Ils surgissent, fusent, s'évanouissent.
A peine apparus, ils s'éteignent.
Ils sont des cierges dans la crypte.
Il faudra revenir.
Savoir que les bêtes sont vivantes, sauvages et souveraines,
rachète la fugacité de leur apparition.
Peu importe de ne pas les voir.
Leur existence suffit à combler notre peine.
Leur invisibilité console notre mélancolie.
Le monde n'a pas été fait pour le regard de l'homme.
Frères humains, la Terre n'est pas un music-hall!
L'ETERNEL RETOUR DE LA VIE
Manger, être mangé.
Traquer, être traqué.
Débusquer ou détaler, survivre ou disparaître.
Ainsi de la loterie vitale : aux uns le festin, aux autres l'agonie.
Est-ce injuste?
Non : la vie et la mort oeuvrent de concert pour la gloire du monde et le salut des êtres.
LA NECESSITE SANS HASARD
Il se fait tout à coup un silence profond
quand la panthère blanche arrive à pas feutrés.
On dirait que la reine entre dans le salon.
Elle apparaît. Les bêtes semblent pressées de disparaître.
Les bharals refluent vers les crêtes.
"La nature est cruelle », disent les humanistes.
"Tout n'est que souffrance et ces paysages sont décor de carnage."
Ô certes, ils ont raison. Les panthères ont leurs crocs, les ours la puissance, le renard a sa ruse, les loup rôdent, increvables. Chacun cherche sa proie.
Tous redoutent ou épient le moindre mouvement.
Mais les bêtes agissent selon leur commandement et leur nécessité. L'instinct les détermine. Le gêne les conduit. Le réflexe les mène.

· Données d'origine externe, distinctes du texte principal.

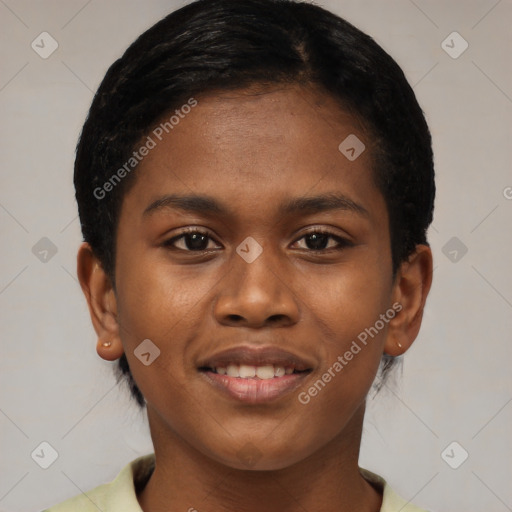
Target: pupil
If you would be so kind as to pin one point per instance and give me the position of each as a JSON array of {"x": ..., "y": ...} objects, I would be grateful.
[
  {"x": 196, "y": 241},
  {"x": 317, "y": 241}
]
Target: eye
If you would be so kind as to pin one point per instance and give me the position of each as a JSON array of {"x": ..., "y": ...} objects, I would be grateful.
[
  {"x": 191, "y": 240},
  {"x": 318, "y": 240}
]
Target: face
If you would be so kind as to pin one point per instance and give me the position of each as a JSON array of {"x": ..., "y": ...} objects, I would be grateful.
[{"x": 253, "y": 254}]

Leur faim n'est pas la cruauté.
Prélever sa part n'équivaut pas à étancher sa soif de pouvoir,
sa volonté de puissance, et son goût de la violence. Cela, c'est l'apanage des hommes.
Déçu de n'avoir pas hérité de la force à la loterie de l'évolution,
l'homme s'est consolé en inventant la folie.
Les bêtes sont les notes sur la partition.
Que jouent-elles?
Le chant du monde.
LA JOUISSANCE D'ETRE
Elle repose dans les rochers.
Ses siestes homériques durent un jour entier.
Comme les princes d'Asie, elle dort sur des fourrures.
A quoi rêve-t-elle A des festins de viande?
Elle se réveille, hume le crépuscule, décoche un bâillement où elle avale le monde.
Elle plisse les yeux, ramène les pattes et se tient, les yeux perdus vers le Mékong.
Un savant répugnerait à dire qu'elle jouit de la vie.
L'Académie des sciences n'attribue pas aux bêtes l'art de méditer.
Pourtant, que savons-nous?
Les animaux possèdent peut-être le sens du beau.
Et quand les gypaètes tiennent le surplace dans le ciel,
Je ne peux m'empêcher de penser qu'ils sont au spectacle de l'or du soir qui tombe.
PARADOXE DU FAUVE
Le silence et la grâce, la patience et l'abnégation sont les armes du prédateur.
Ces hautes vertus semblent l'apanage des innocents.
Les voilà pourtant rassemblés dans le carnassier pour aboutir à la dévoration du plus faible!
C'est que l'évolution n'est pas réglée par la morale : la faim justifie tout moyen.
LE YACK IMMEMORIAL
C'est un vaisseau de laine et de mémoire profonde.
Venu du fond des temps, il s'est drapé de nuit.
Les hommes l'ont gravé sur les parois des grottes.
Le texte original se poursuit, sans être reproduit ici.